I was using cruise control on the highway yesterday and thinking: this is like very cheap very crude self-driving. And you know what? In its limited UNIX-like way, it's great: the car does a much better job of gradually injecting fuel than I, with my brick-like human foot, can do. Robot 1, human 0.
And from there it's easy to think: couldn't the car also detect white lines and stay within them? It doesn't have to be perfect; it can be cruise control++. If it errs a little, I can save it. But otherwise, this is a function I'd love to use if it was available, for a sub $1000 price point.
I think of Tesla autopilot as sophisticated cruise control. Can perform most driving tasks better than I can, saves a lot of cognitive work, still needs close of my 100% attention.
Is this comment from 2010? Maybe I'm missing your point, but it seems you would be shocked by what modern cars are capable of.
The intention of my comment (possibly unclear) was to say: I know we can do self-driving very well very expensively. But what can we do extremely cheaply?
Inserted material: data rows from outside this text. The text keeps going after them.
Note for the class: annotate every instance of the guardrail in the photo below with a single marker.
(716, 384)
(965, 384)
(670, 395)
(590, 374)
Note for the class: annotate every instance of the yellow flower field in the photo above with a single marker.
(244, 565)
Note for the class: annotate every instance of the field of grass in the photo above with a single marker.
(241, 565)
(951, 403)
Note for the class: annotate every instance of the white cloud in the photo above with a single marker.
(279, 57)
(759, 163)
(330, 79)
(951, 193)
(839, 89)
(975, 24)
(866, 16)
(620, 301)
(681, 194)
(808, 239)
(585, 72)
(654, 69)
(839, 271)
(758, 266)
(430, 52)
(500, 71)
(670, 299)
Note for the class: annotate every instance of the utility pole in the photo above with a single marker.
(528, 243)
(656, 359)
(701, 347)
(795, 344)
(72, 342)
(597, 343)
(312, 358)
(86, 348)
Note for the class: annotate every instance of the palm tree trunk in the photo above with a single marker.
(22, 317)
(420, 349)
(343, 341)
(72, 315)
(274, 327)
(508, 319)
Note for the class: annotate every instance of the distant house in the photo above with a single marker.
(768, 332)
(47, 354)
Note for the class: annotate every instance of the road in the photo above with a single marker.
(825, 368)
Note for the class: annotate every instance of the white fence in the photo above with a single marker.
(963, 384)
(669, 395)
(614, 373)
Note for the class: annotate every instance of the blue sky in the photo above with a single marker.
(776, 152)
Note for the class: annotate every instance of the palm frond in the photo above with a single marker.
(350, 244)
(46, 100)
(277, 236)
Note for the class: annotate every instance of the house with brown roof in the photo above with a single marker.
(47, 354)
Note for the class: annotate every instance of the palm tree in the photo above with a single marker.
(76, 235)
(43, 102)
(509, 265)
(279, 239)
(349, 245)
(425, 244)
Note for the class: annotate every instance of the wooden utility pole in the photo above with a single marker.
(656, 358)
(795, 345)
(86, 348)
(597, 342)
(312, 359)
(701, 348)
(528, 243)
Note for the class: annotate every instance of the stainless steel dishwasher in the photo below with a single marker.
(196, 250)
Like the difference between "what can do we with an LLM on my maxxed-out laptop with an RTX 5090 card" vs. "what can we do with a mac mini." Self-driving car version.
The mind salivates at the idea of sub-$100 and soon after sub-$10 Lidar. We could build spatial awareness into damn near everything. It'll be a cambrian explosion of autonomous robots.
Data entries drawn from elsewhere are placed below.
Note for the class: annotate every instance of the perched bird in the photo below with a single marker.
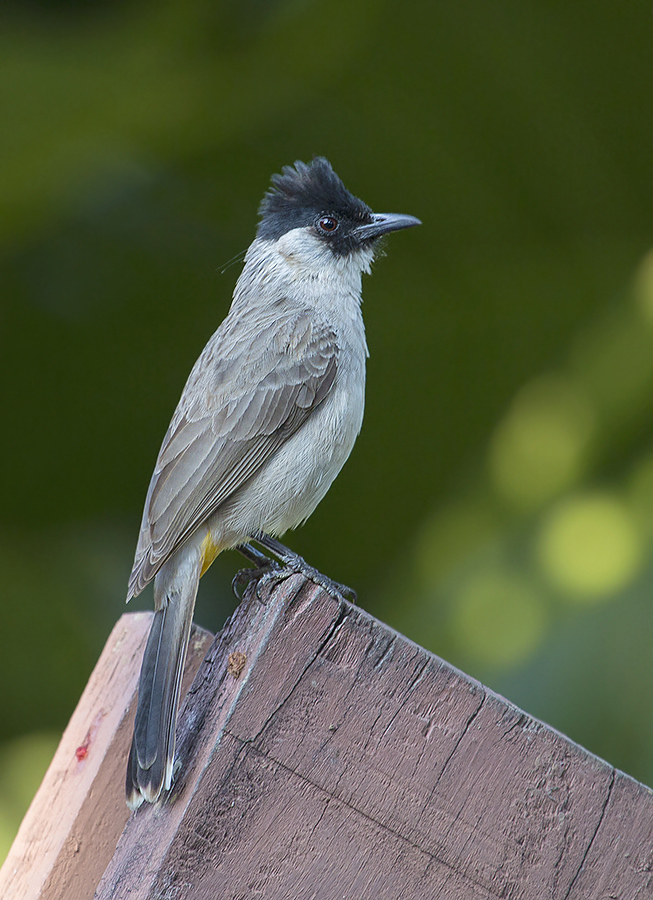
(267, 419)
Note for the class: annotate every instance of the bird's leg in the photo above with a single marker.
(296, 563)
(263, 567)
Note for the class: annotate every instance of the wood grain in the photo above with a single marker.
(70, 831)
(338, 759)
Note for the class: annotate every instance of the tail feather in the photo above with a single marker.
(151, 758)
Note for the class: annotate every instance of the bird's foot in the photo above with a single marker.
(294, 563)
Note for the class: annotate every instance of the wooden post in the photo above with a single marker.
(325, 756)
(70, 831)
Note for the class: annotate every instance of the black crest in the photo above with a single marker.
(304, 192)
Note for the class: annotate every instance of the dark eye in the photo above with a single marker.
(328, 224)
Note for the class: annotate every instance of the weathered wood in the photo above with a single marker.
(70, 831)
(331, 757)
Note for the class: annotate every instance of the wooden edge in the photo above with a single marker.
(71, 828)
(203, 716)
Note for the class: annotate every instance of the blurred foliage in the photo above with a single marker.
(498, 507)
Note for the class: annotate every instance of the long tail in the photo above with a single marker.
(151, 758)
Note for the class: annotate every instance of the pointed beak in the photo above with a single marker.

There are already very good sub-$100 lidars, especially for 2D since they were made en masse for vacuum cleaners. E.g. the LD19 or STL-19P as they're calling it now for some reason. You need to pair them with serious compute to run AMCL with them, plus actuation (though ST3215s are cheap and easy to integrate now too) and control for that actuation which also wants its own compute, plus a battery, etc. the costs quickly add up. Robotics is expensive regardless of how cheap components get.
I think the difference is that these are intended for automotive use and have a much longer range than the ones in your Roomba.
True, you have to go up to $120 for the 25m version, or $450 for Unitree's L2 which gets 30m in 3D. That's about as much you could possibly ever need unless you're making high speed vehicles that need more reaction time. In which case you probably shouldn't be relying on the cheapest thing on the market :)
RIP to every single camera in existence if that happens. Lidar is awful with damaging camera lenses.
I had to look this up, because I had never heard of it. How could a lens be damaged by infrared lasers?
It turns out it’s the sensors that are easily damaged by high powered lidar lasers.
https://spectrum.ieee.org/amp/keeping-lidars-from-zapping-ca...
There is complains that some Volvo cars damaged iPhone cameras. It’s not even clear if Apple takes those under warranty. We’ve seen car review YouTubers that got their iPhone camera sensors damaged captured (by a second camera) while reviewing
One such review where Marques shows how it happened to his phone
One highlight from the video, he says most cameras are fine, it's just iphones that don't have a very good IR filter. Which sounds correct, in my experience most cameras have pretty substantial IR filters that have to be removed if you want to photograph IR.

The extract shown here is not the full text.